И не спуская с меня глаз, рассмеялся весело, словно все это — отличная шутка. Франси молчал, понурив голову, посасывая зуб и вертя стакан в лужице на стойке. Я хочу, чтобы ты ясно представила себе всю сцену: вечер, переполненная пивная, гул разговоров, спирали дыма и пыли в последних солнечных лучах, косо тянущихся над крышами Гэбриел-стрит, и мы трое — единственная безмолвная группа, мы с Франси сидим друг против дружки, почти соприкасаясь коленями, а Морден в непринужденной позе стоит посредине над нами, одна рука в кармане, как будто у него там пистолет, и любуется своим отражением в засиженном мухами зеркале позади стойки. Ты, конечно, тоже была там, призрачный четвертый участник нашего квартета; я ясно чувствовал твое присутствие. Я ведь уже носил тебя в себе, мой фантом, мое второе я. И все прочее не имело особого значения.
— Ну, что ты скажешь? — обратился Морден к Франси из зеркала. — Он подходит? Потому что если нет… — Он вынул из кармана руку с вытянутым указательным и оттопыренным большим пальцем и, улыбаясь, беззвучно застрелил меня. — Тогда ба-бахх! Вы убиты.
Меня всегда удивляет и радует, что я способен проявить такое присутствие духа перед лицом потрясений и внезапных опасностей. Этими шутливыми угрозами Морден вызвал к жизни мое забытое и похороненное прошлое, оно поднялось и село в своем гробу, чернея глазницами и жутко ухмыляясь, а я преспокойно попивал джин и смотрел в потолок, правдоподобно, как мне представлялось, изображая совершеннейшее безразличие.
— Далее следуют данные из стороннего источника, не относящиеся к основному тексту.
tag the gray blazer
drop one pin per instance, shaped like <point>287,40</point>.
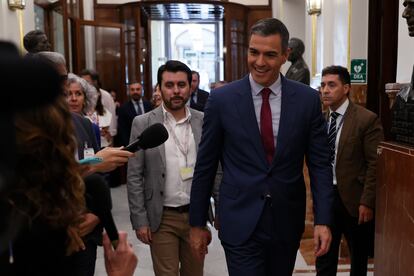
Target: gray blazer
<point>146,172</point>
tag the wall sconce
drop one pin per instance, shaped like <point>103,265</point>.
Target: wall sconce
<point>17,4</point>
<point>314,7</point>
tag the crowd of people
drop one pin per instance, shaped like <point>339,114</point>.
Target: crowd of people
<point>244,144</point>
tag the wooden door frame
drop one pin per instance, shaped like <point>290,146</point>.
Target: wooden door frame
<point>77,42</point>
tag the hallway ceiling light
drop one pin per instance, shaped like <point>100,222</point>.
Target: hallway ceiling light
<point>17,4</point>
<point>314,7</point>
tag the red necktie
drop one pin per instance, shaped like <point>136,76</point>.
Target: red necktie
<point>266,127</point>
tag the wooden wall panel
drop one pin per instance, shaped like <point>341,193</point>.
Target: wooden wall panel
<point>394,228</point>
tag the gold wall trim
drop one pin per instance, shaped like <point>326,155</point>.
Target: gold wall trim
<point>314,52</point>
<point>19,14</point>
<point>349,33</point>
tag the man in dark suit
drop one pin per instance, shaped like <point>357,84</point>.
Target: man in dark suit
<point>261,128</point>
<point>127,112</point>
<point>198,97</point>
<point>354,134</point>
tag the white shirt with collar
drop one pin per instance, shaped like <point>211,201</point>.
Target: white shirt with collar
<point>108,103</point>
<point>177,191</point>
<point>275,100</point>
<point>339,123</point>
<point>141,105</point>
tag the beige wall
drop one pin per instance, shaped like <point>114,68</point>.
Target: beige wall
<point>332,30</point>
<point>10,23</point>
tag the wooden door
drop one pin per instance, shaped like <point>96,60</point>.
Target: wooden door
<point>100,46</point>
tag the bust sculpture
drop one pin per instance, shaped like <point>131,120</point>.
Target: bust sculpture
<point>402,125</point>
<point>36,41</point>
<point>298,71</point>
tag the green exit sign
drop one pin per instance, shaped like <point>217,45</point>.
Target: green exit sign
<point>358,71</point>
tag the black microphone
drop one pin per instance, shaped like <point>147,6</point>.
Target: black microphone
<point>99,202</point>
<point>151,137</point>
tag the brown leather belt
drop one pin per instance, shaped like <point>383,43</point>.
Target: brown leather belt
<point>179,209</point>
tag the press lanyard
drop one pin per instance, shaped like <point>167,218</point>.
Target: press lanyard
<point>182,147</point>
<point>341,122</point>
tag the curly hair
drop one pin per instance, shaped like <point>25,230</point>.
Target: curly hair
<point>48,184</point>
<point>89,92</point>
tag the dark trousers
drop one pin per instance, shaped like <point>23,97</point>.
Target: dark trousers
<point>358,237</point>
<point>263,254</point>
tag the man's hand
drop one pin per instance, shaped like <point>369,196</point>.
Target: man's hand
<point>122,261</point>
<point>365,214</point>
<point>200,238</point>
<point>111,159</point>
<point>144,234</point>
<point>89,222</point>
<point>322,238</point>
<point>75,242</point>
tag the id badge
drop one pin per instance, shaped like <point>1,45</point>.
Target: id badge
<point>88,152</point>
<point>186,173</point>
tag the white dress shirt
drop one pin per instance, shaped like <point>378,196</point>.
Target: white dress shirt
<point>275,101</point>
<point>339,123</point>
<point>177,191</point>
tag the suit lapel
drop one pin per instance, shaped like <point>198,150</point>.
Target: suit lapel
<point>157,116</point>
<point>132,110</point>
<point>247,115</point>
<point>195,127</point>
<point>346,128</point>
<point>287,119</point>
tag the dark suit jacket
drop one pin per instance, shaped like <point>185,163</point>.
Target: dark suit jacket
<point>84,134</point>
<point>126,114</point>
<point>202,97</point>
<point>231,134</point>
<point>356,160</point>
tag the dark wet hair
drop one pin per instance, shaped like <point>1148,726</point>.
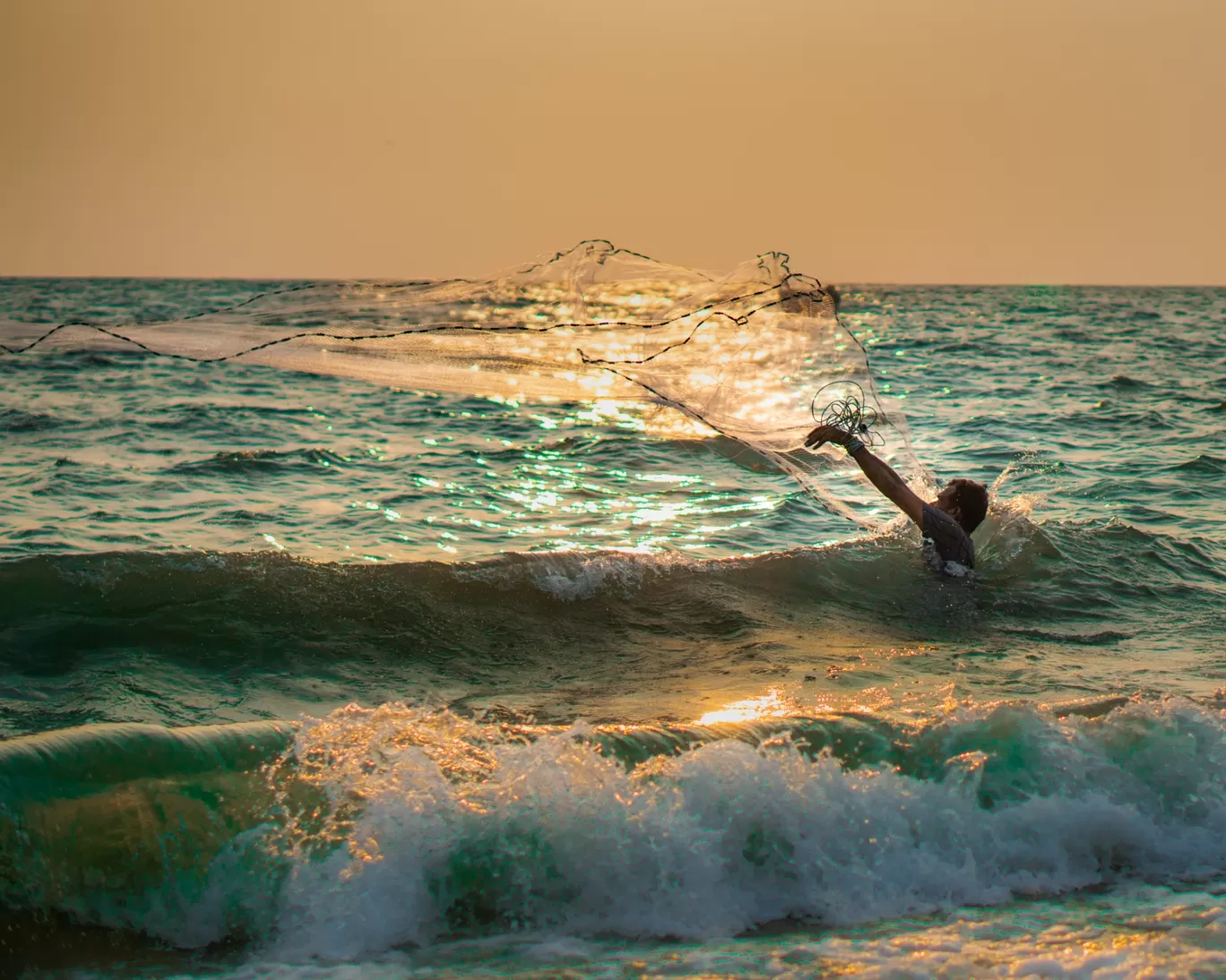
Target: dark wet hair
<point>971,500</point>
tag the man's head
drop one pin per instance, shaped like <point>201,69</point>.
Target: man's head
<point>965,501</point>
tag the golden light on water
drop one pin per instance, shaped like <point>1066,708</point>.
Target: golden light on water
<point>772,704</point>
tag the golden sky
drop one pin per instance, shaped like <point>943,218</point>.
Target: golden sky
<point>1045,141</point>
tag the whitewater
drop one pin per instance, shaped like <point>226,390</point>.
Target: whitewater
<point>503,627</point>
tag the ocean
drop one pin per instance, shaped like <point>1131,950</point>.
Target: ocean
<point>322,664</point>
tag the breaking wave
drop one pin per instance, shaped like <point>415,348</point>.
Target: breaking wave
<point>390,826</point>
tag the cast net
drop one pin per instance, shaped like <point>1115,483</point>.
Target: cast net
<point>742,354</point>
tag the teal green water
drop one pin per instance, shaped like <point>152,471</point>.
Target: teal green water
<point>620,691</point>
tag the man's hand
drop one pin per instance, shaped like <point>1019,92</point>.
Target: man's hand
<point>823,434</point>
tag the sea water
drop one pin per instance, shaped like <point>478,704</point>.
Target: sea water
<point>341,680</point>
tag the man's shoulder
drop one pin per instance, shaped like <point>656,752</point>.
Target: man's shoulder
<point>949,539</point>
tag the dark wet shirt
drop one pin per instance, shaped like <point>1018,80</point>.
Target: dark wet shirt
<point>945,540</point>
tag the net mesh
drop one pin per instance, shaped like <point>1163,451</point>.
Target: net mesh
<point>740,354</point>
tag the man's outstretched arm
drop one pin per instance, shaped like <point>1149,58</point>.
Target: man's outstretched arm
<point>879,473</point>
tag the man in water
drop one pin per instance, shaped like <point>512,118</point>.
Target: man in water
<point>946,522</point>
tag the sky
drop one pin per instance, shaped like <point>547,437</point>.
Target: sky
<point>949,141</point>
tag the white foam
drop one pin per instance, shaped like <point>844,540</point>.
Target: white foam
<point>727,837</point>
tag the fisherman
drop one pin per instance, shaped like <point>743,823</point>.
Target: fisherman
<point>945,523</point>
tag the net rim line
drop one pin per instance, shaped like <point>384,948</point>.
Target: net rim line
<point>586,250</point>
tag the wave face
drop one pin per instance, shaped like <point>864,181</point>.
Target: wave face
<point>383,827</point>
<point>433,674</point>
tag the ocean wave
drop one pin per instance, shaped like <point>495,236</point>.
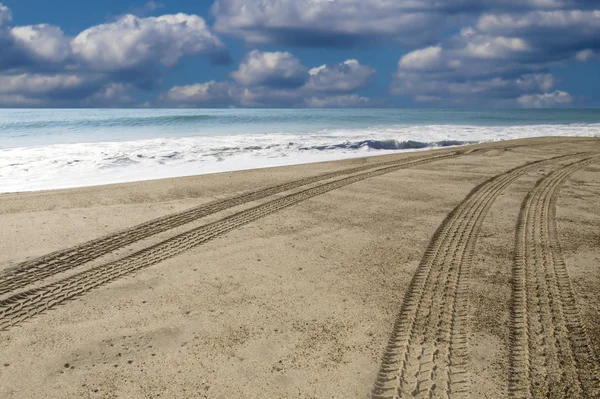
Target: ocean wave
<point>81,164</point>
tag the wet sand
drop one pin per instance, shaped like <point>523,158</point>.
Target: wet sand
<point>465,272</point>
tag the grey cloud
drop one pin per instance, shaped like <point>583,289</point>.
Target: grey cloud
<point>39,64</point>
<point>348,76</point>
<point>344,23</point>
<point>347,101</point>
<point>546,100</point>
<point>263,80</point>
<point>273,69</point>
<point>502,60</point>
<point>132,41</point>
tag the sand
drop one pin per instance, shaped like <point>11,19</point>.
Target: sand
<point>464,272</point>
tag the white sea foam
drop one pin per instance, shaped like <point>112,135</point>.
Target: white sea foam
<point>83,164</point>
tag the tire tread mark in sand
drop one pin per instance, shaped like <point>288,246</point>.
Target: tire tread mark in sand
<point>24,305</point>
<point>550,355</point>
<point>427,352</point>
<point>48,265</point>
<point>37,269</point>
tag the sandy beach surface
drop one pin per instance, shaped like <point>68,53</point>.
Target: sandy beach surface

Не всегда, конечно, это у меня получается, но когда получается, то выходит, на мой взгляд, очень убедительно. По крайней мере я надеюсь, что так. Франси по-прежнему молчал, и Морден, игриво толкнув меня в бок, заметил: «Шерлок безмолвствует. — Он повел рукой, и в ней очутился стакан с жидкостью, с минеральной водой, он же не пьет, ты помнишь. — Ну что ж, в таком случае дело прекращено!» — Он стукнул по стойке донышком стакана, как судейским молотком. Пес тоже здесь, лежит на полу у табуретки хозяина, передние лапы вытянуты, уши торчком; в позе Анубиса. Вокруг в дрожащем голубовато-пьяном воздухе все выглядит уменьшенным и отдаленным. Морден берет меня рукой-пистолетом за плечо; у него поразительно сильная хватка, я уже говорил, кажется?
— Слушай, — говорит он мне в ухо с фальшивой искренностью. — Ты не бери в голову, мне нравятся самостоятельные мужчины.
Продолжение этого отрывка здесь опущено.